Power required: 60-140 W/m²

Cable types to be used: TCPR

Dimensioning: The power should not exceed 15 W/m cable to prevent a drying up of the roots.

Control: The heating cables are controlled by a thermostat and the sensor is placed in the bed of plants (temperature zone 0-40°C).

Dimensioning

Dimensioning heating cables for soil heating in greenhouses

When calculating the cable resistance and length this is the best way:

  1. The required power is decided (Pt).
  2. Distribution on a suitable number of cable lengths.
  3. The best cable and voltage feed are decided.
    For each length the following is then decided:
  4. The total resistance (Rt).
  5. The shortest cable length possible (l).
  6. The cable resistance (Ohm/m) is chosen.
  7. The real length of the cable (l).
  8. Check calculations.
  9. The distance between the cable runs (c/c).
  10. The solution.

Example: In a hothouse there are two cultivating areas 6 x 2m that are to be provided with heating cables for earth heating.
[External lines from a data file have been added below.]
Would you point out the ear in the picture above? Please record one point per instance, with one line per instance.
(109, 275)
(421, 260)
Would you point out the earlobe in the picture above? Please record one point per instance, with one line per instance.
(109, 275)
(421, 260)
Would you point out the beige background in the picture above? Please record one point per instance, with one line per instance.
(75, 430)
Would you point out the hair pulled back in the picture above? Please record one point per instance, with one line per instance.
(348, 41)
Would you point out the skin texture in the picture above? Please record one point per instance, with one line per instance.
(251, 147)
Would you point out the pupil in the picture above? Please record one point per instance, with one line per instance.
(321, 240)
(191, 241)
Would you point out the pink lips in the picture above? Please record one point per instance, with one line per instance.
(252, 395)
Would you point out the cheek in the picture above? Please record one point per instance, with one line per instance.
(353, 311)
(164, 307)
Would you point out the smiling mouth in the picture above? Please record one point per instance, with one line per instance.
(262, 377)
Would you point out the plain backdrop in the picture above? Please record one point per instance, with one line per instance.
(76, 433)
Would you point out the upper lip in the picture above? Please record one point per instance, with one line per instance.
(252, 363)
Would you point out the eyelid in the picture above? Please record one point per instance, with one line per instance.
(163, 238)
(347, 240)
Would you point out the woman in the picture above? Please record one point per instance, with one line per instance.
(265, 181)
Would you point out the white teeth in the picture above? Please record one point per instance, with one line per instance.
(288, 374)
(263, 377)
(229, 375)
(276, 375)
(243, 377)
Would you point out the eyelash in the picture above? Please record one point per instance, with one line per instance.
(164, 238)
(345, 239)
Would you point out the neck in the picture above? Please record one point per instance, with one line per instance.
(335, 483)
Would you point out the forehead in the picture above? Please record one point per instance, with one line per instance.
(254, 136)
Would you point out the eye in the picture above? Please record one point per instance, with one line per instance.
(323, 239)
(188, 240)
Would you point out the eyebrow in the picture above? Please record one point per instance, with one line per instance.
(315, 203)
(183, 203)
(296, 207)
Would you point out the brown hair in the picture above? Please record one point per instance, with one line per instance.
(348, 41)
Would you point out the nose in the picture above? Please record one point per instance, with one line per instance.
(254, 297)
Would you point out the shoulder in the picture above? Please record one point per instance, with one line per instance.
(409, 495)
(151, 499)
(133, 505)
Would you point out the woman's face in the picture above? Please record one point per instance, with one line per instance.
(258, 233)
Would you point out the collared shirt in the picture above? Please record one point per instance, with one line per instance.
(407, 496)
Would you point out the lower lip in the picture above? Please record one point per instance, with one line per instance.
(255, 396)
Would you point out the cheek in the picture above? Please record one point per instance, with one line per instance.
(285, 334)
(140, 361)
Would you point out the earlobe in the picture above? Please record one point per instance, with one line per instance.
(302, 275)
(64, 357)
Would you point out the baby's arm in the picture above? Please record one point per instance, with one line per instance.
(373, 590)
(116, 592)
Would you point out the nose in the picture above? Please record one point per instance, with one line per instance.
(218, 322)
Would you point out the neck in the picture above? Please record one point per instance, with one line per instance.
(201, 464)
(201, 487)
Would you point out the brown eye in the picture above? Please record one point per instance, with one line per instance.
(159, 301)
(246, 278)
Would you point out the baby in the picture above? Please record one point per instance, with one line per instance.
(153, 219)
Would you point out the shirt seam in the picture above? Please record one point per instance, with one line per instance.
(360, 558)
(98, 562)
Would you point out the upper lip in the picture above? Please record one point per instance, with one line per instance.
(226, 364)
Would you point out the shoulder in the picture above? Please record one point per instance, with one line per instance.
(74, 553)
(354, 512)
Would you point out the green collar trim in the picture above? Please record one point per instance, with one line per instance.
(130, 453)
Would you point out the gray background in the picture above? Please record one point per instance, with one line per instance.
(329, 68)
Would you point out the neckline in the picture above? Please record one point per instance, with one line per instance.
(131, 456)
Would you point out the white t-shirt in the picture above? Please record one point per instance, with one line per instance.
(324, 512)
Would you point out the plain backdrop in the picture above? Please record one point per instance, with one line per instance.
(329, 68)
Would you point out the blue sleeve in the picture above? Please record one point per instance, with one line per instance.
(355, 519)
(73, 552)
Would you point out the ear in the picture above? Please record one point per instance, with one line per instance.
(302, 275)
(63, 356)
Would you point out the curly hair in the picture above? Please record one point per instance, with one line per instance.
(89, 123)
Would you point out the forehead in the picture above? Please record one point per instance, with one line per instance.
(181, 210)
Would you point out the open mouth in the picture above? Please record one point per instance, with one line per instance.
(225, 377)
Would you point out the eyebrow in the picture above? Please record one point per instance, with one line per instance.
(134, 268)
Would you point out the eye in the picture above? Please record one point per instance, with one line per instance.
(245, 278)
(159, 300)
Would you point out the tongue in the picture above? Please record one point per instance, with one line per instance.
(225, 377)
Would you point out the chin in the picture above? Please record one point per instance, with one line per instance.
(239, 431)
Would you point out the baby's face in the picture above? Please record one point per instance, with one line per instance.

  1. Required power: The surface x required surface power
    Example: 12 x 100 = 1.200 W.
  2. Number of cable lengths: The relatively low total power of 1.200W you can without problem put on one cable length.
  3. Type of cable: TCP or TCPR are two types of cables that you can choose between. Because of the expense the TCP is the cable that is most often chosen.
    Voltage feed: There is no reason to choose a higher voltage than 230V.
  4. The total resistance of the cable length: (Rt) is obtained out of Ohms law for power
    P = U² / R gives R = U² / P
    Example: 230² / 1.200 = 44.08 Ohm.
  5. The shortest possible length of the cable length (l):
    l = Pt / P/m
    Example: 1.200 W / 15 W/m = 80 m.
  6. Required resistance per meter cable (R/m):
    R/m = Rt / l
    Example: 44.08 Ohm/ 80 m = 0.55 Ohm/m
    In the cable data sheet you will find that the closest lower value is 0.45 Ohm/m. You thus choose a cable with this resistance and then calculate what length is needed.
  7. The real length of the cable length (l):
    l = Rt / R/m
    Example: 44.08 / 0.45 = 98 meter.
  8. Check calculations: 98 m TCP/R 0.45; 12 m²
    P = 230² / (98 x 0.45) = 1.200 W
    P/m = 1.200 / 98 = 13.33 W/m
    P/m² = 1.200 / 12 = 100 W/m²
  9. c/c-distance (c/c): c/c = surface x 100 / l
    You will obtain the answer in cm if you put the surface in m² and l in meter.
    Example: 12 x 100 / 98 = 13 cm.
  10. The solution: A heating cable length of 98 m TCP/R 0.45 Ohm/m is applied with a c/c-distance of 13 cm.